Konstitusi juga memberikan panduan kepada pemimpin negara untuk menyusun perekonomian secara adil berdasarkan atas asas kekeluargaan sebagaimana yang terdapat dalam konstitusi negara Pasal 34 ayat (1), (2), dan (3). Pada ayat (1) penggunaan kata disusun sebagai bentuk imperatif yang berarti harus disusun dan tidak boleh dibiarkan tersusun dengan sendirinya.
Perekonomian harus disusun dan tidak boleh dibiarkan tersusun sendiri melalui mekanisme pasar bebas. Karena jika perekonomian dibiarkan tersusun sendiri seperti dalam aliran competitive economics, akan berdampak pada persaingan yang tidak adil. Semangat pengaturan ini menempatkan pemimpin negara harus memiliki kesalehan konstitusi untuk menjaga amanah tersebut.
Sementara dalam ayat (2), negara mengatur kepemilikan sumber daya ekonomi, terutama sumber daya ekonomi yang strategis dan menguasai hajat hidup orang banyak dikuasai oleh negara, sejalan dengan tujuan dari ajaran Islam (maqashid syariah) yang mengharapkan terciptanya pemerataan kekayaan dan pendapatan di tengah-tengah masyarakat.

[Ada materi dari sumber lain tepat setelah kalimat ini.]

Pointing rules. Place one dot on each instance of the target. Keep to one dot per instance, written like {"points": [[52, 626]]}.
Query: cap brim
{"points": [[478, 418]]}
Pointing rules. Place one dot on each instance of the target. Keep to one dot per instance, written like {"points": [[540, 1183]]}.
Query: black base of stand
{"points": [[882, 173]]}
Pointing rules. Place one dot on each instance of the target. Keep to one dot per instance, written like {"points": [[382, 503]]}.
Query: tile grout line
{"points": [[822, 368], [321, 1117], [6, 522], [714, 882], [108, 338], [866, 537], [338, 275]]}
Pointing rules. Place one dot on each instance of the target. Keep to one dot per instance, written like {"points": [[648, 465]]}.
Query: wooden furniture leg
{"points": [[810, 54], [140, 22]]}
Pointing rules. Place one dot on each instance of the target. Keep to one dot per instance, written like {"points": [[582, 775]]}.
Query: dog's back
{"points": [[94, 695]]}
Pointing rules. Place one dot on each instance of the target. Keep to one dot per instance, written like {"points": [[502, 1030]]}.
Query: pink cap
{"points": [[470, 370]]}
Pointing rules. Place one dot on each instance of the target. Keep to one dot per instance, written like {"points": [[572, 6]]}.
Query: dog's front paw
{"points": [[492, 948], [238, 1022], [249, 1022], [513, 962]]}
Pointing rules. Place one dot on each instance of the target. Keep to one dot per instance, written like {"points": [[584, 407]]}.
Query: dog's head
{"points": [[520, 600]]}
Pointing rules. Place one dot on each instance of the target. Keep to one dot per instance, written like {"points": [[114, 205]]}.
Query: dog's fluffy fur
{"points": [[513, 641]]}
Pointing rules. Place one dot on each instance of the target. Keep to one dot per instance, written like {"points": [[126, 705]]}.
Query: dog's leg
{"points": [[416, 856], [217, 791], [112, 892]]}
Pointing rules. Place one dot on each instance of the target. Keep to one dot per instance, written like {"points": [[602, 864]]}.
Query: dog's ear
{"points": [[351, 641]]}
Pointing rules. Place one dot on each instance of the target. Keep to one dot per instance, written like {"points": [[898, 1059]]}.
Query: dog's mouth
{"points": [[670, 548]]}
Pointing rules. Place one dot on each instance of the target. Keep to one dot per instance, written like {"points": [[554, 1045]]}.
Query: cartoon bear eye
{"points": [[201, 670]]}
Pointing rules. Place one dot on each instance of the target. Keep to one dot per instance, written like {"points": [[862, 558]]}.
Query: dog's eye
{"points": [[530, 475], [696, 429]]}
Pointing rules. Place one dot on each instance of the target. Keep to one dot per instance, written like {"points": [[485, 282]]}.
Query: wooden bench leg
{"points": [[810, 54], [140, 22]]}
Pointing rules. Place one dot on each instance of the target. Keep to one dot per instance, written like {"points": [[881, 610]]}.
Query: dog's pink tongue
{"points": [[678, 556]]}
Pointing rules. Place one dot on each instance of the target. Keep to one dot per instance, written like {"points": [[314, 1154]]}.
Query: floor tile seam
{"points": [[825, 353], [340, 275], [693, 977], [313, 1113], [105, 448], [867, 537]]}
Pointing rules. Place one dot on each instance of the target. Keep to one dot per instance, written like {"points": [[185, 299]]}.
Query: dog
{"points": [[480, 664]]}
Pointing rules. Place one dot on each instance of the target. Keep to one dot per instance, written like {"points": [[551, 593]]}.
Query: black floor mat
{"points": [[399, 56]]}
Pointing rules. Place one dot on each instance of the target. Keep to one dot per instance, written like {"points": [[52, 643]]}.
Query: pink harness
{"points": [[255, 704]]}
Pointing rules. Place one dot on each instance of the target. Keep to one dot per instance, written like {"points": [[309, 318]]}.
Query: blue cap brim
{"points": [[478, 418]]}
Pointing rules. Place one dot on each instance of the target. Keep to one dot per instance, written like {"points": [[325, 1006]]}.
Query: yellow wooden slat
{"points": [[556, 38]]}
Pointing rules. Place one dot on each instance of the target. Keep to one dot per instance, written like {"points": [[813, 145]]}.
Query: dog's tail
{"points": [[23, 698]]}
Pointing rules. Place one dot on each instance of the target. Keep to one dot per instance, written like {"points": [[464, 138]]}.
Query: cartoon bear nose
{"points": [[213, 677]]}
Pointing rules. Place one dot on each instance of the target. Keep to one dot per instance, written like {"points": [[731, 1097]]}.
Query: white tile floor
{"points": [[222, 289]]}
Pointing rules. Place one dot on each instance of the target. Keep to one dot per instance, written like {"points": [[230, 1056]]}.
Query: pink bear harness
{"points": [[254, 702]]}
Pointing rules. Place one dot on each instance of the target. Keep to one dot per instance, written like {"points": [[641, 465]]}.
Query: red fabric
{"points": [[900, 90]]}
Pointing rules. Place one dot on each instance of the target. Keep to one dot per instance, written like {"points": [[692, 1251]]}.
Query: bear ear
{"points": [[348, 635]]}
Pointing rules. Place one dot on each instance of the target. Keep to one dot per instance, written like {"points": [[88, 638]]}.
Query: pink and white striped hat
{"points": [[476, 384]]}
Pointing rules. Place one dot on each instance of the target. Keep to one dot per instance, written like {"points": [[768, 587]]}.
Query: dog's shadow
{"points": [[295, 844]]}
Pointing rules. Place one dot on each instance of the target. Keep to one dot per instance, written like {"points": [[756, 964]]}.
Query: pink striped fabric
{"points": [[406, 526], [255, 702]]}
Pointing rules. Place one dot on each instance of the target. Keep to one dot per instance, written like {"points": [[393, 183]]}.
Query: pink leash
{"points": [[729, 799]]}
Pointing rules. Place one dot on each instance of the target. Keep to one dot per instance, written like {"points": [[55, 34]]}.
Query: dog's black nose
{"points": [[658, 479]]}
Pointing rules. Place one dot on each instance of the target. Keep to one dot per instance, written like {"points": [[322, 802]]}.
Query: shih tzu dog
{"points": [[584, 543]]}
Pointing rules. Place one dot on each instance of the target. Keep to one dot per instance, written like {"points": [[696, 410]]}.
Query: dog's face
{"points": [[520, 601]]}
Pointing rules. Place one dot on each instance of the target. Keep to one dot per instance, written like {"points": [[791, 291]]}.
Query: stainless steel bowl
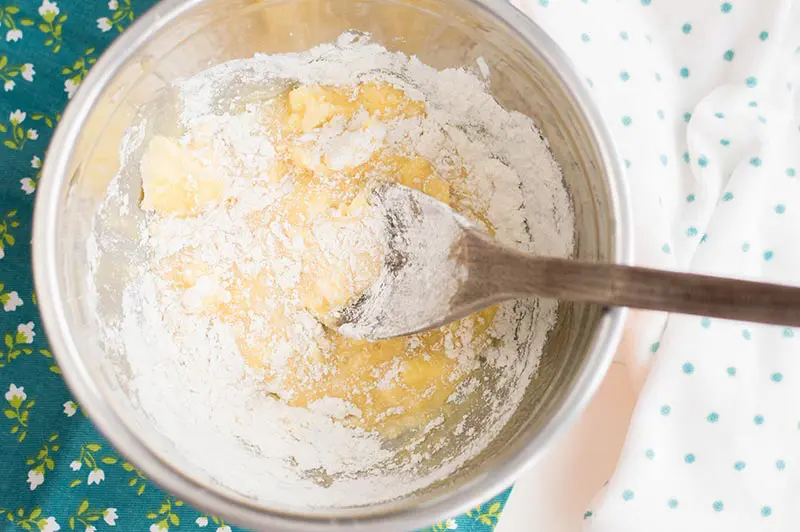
{"points": [[179, 38]]}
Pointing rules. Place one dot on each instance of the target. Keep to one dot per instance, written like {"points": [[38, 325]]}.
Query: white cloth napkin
{"points": [[702, 100]]}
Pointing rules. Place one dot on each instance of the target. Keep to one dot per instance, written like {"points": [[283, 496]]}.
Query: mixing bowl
{"points": [[179, 38]]}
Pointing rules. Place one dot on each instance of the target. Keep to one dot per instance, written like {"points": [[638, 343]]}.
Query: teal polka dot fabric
{"points": [[56, 470], [702, 101]]}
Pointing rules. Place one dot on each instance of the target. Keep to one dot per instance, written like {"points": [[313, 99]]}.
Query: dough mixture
{"points": [[256, 225], [308, 243]]}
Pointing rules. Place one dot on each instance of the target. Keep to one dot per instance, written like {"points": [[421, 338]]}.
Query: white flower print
{"points": [[15, 393], [28, 186], [70, 87], [26, 330], [48, 7], [96, 476], [104, 24], [17, 117], [12, 302], [27, 71], [50, 524], [35, 478], [70, 407], [13, 35], [110, 516]]}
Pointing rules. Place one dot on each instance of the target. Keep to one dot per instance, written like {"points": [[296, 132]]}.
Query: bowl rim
{"points": [[53, 186]]}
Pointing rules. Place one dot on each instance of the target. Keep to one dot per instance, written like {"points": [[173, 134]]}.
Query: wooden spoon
{"points": [[439, 267]]}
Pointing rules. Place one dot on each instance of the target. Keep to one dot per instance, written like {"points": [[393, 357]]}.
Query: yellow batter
{"points": [[388, 385]]}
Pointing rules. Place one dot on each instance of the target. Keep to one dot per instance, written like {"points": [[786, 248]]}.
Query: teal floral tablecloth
{"points": [[56, 471]]}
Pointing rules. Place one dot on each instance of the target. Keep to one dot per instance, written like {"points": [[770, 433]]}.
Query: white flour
{"points": [[187, 374]]}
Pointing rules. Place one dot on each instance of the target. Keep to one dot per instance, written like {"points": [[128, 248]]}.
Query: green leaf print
{"points": [[51, 25], [121, 15], [89, 517], [11, 22], [18, 135], [11, 74], [18, 410], [42, 462], [15, 343], [487, 517]]}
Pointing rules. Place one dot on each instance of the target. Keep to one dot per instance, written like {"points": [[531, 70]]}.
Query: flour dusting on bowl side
{"points": [[250, 398]]}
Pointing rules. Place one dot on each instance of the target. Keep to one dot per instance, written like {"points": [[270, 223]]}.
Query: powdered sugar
{"points": [[189, 373]]}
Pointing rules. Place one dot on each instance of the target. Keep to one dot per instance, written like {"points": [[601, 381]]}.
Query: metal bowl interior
{"points": [[179, 38]]}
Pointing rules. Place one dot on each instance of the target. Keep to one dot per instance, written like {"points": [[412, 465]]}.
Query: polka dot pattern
{"points": [[694, 99]]}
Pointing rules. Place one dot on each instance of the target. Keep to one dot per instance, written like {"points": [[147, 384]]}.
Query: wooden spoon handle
{"points": [[515, 274]]}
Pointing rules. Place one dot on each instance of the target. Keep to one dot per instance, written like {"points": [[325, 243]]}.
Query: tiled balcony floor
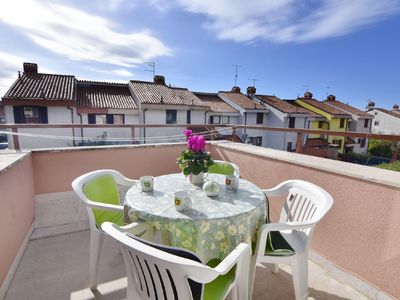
{"points": [[57, 268]]}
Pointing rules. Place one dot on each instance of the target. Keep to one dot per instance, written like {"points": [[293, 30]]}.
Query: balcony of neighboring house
{"points": [[45, 238]]}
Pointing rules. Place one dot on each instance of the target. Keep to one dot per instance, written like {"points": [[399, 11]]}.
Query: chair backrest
{"points": [[224, 168], [156, 274], [306, 203], [100, 186]]}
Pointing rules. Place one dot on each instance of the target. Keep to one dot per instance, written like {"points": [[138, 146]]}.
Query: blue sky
{"points": [[352, 47]]}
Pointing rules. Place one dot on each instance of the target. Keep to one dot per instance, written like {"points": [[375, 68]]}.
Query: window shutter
{"points": [[91, 119], [43, 115], [19, 114], [110, 119]]}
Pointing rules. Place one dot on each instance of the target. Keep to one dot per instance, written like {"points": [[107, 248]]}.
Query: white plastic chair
{"points": [[235, 167], [161, 272], [305, 206], [98, 191]]}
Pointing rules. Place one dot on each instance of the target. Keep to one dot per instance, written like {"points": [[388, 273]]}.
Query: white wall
{"points": [[56, 115], [387, 124]]}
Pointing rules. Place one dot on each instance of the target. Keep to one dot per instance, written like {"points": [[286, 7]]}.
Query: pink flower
{"points": [[188, 133], [196, 143]]}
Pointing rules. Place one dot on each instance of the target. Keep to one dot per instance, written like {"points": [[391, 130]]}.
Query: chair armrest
{"points": [[241, 254], [266, 228], [136, 228], [104, 206]]}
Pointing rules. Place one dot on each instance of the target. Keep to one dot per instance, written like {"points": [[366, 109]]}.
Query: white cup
{"points": [[182, 200], [232, 182], [146, 183]]}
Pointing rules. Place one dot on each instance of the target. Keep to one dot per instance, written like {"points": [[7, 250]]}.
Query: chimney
{"points": [[30, 68], [331, 98], [371, 105], [235, 89], [159, 79], [251, 91], [308, 95]]}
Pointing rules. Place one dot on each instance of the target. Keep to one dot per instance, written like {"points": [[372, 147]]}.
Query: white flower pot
{"points": [[196, 179]]}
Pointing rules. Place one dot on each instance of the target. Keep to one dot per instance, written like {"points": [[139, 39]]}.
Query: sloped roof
{"points": [[242, 100], [325, 107], [40, 86], [92, 94], [215, 103], [348, 108], [151, 93], [389, 112], [281, 105]]}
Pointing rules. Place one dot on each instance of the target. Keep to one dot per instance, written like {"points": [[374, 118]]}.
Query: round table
{"points": [[213, 226]]}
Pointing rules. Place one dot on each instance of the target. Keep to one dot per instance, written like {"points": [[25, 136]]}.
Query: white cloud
{"points": [[10, 64], [284, 21], [78, 35]]}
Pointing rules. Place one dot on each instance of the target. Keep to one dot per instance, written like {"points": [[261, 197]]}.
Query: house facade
{"points": [[360, 122], [335, 120], [385, 121], [162, 104], [283, 114]]}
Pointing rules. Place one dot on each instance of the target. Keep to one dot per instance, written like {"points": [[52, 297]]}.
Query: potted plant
{"points": [[194, 161]]}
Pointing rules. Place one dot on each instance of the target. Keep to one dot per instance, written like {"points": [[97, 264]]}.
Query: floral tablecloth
{"points": [[213, 227]]}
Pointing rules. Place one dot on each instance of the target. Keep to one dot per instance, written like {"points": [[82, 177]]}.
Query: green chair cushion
{"points": [[103, 189], [216, 289], [277, 245], [222, 168]]}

Pemimpin yang memiliki kesalehan konstitusi diharapkan dapat berperan secara strategis dalam menciptakan distribusi kekayaan ekonomi secara adil dan merata kepada rakyatnya melalui pengelolaan dan penguasaan sumber daya ekonomi strategis untuk kepentingan masyarakat. Sebagaimana yang terdapat dalam QS Al Hasyar : 7, di mana Islam mendorong agar harta yang diperoleh negara jangan hanya beredar di antara orang-orang kaya saja di antara kamu.
Pemimpin yang memiliki kesalehan konstitusi diharapkan dapat berperan secara strategis dalam menciptakan distribusi kekayaan ekonomi secara adil dan merata kepada rakyatnya.
Begitu pula pada ayat (3), penguasaan oleh negara atas segenap sumber daya yang terdapat di dalam bumi, air, wilayah udara Indonesia, serta segenap kekayaan yang terkandung di dalamnya, haruslah dipergunakan hanya sebesar-besarnya kemakmuran seluruh rakyat. Seluruh rakyat tanpa terkecuali harus mendapat manfaat dari usaha pemanfaatan kekayaan alam yang tersedia di bumi Indonesia.
Kesalehan konstitusi akan menjadikan pemimpin mampu mengatur sumber-sumber daya ekonomi yang menyangkut kepentingan umum atau berhubungan dengan hajat hidup orang banyak sebaik-baiknya dan seadil-adilnya. Sebagaimana hadist Nabi, ”Semua orang Islam berserikat dalam tiga hal; dalam hal air, rumput dan api, dan garam” (HR Ahmad dan Abu Dawud).
Penutup
Konsep demokrasi ekonomi yang terdapat dalam konstitusi tersebut telah menempatkan pengutamaan kepentingan rakyat, khususnya hajat hidup orang banyak, yang bersumber pada kedaulatan rakyat atau demokrasi. Kesalehan konstitusi akan tetap menjaga format demokrasi yang ingin dikembangkan di Indonesia berdasarkan Pancasila dan UUD NRI 1945, bukan demokrasi liberalisme dan individualisme seperti yang berkembang di negara-negara Barat selama ini. Namun, demokrasi yang didasari pada kebersamaan yang berdasarkan pada sikap saling tolong-monolong (ta’awun), persaudaraan (ukhuwah), dan kerja sama (syirkah), semua sejalan dengan nilai-nilai Islam dan kepribadian luhur bangsa Indonesia.